Artykuł z archiwum "Rz" z 2010 r. 27 maja Giuseppe Tornatore obchodzi 57 urodziny
Opowieść o przyjaźni chłopca z kinooperatorem, który odsłania przed nim tajniki sztuki filmowej, podbiła serca widzów na całym świecie. Ale nie od razu. Pierwsza wersja filmu, która powstała w 1988 roku, nie wzbudziła zainteresowania. Dopiero, kiedy Tornatore przemontował film, „Kino Paradiso" okazało się międzynarodowym hitem. Zdobyło m.in. nagrodę jury w Cannes i Oscara dla najlepszego filmu nieanglojęzycznego.
Od tego czasu Tornatore uchodzi za specjalistę od nastrojowych obrazów, w których wyczuwalna jest nostalgia za przeszłością. – Wyprawy w przeszłość są fascynujące – podkreśla, ale zarazem dystansuje się przed przypiętą mu etykietką. – Myślę, że ludzie zapamiętali nostalgię z „Kina Paradiso" i przenoszą ją na inne moje filmy.

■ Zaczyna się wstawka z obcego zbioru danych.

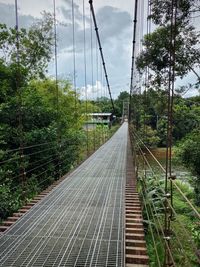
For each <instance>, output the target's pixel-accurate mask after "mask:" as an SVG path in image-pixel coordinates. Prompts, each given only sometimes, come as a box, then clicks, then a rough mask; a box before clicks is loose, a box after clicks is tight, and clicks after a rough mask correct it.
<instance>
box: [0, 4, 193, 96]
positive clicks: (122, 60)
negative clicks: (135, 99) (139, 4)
mask: <svg viewBox="0 0 200 267" xmlns="http://www.w3.org/2000/svg"><path fill="white" fill-rule="evenodd" d="M144 1H145V2H147V0H144ZM14 2H15V1H14V0H0V18H1V23H6V24H8V25H9V26H14V25H15V13H14ZM141 2H142V1H139V3H140V5H141ZM71 3H72V1H71V0H56V16H57V20H58V22H59V23H58V26H57V32H58V74H59V77H61V78H66V77H67V78H70V79H72V80H73V73H74V64H73V46H72V45H73V38H72V15H71V14H72V4H71ZM18 7H19V24H20V25H19V26H20V27H28V26H30V25H31V24H32V23H33V22H34V20H35V19H36V18H39V17H41V12H42V11H44V10H45V11H49V12H53V0H18ZM85 8H86V50H87V53H86V58H87V88H88V94H89V95H91V91H92V88H93V91H98V93H97V92H96V96H97V95H98V96H101V95H104V91H106V89H105V87H104V86H102V83H105V81H104V82H103V79H102V75H101V72H102V69H101V65H100V57H99V54H98V56H97V54H96V52H97V50H96V39H95V32H94V27H93V51H92V55H93V65H94V68H93V86H92V75H91V73H92V69H91V39H90V11H89V3H88V0H85ZM94 9H95V13H96V18H97V24H98V27H99V33H100V38H101V42H102V48H103V53H104V58H105V62H106V67H107V72H108V78H109V81H110V87H111V91H112V94H113V97H114V98H116V97H117V96H118V95H119V93H120V91H124V90H127V91H129V87H130V69H131V53H132V31H133V24H132V23H133V22H132V21H133V13H134V1H133V0H123V1H122V0H94ZM82 10H83V0H74V14H75V50H76V53H75V59H76V84H77V87H79V88H82V90H81V92H82V94H84V75H85V73H84V64H83V63H84V55H83V49H84V47H83V16H82V14H83V12H82ZM144 10H145V8H144V7H142V6H140V12H139V13H140V14H143V16H144V17H146V13H145V11H144ZM140 17H141V16H140ZM61 23H63V24H61ZM142 34H143V33H142V32H140V33H138V36H139V38H138V39H141V38H142ZM140 47H141V44H139V43H138V44H137V51H139V49H140ZM97 62H98V64H96V63H97ZM54 69H55V67H54V61H53V58H52V62H51V63H50V66H49V74H50V75H52V76H54V75H55V71H54ZM187 79H188V80H189V81H190V80H192V77H191V75H189V76H188V78H187ZM187 79H186V80H187ZM185 82H186V81H179V83H180V84H183V83H185ZM96 89H98V90H96ZM193 93H195V92H189V94H190V95H191V94H193Z"/></svg>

Tymczasem jego kariera dowodzi, że jest wszechstronnym reżyserem. Zaczął od dramatu „Kamorysta". Po „Kinie Paradiso" nakręcił m.in. „Malenę" – opowieść o dojrzewaniu – z Monicą Bellucci w roli tytułowej. A także „Nieznajomą" – thriller inspirowany stylem Hitchcocka. Ostatni jego film to „Baaria" – powrót do sycylijskiego miasteczka, w którym się wychował.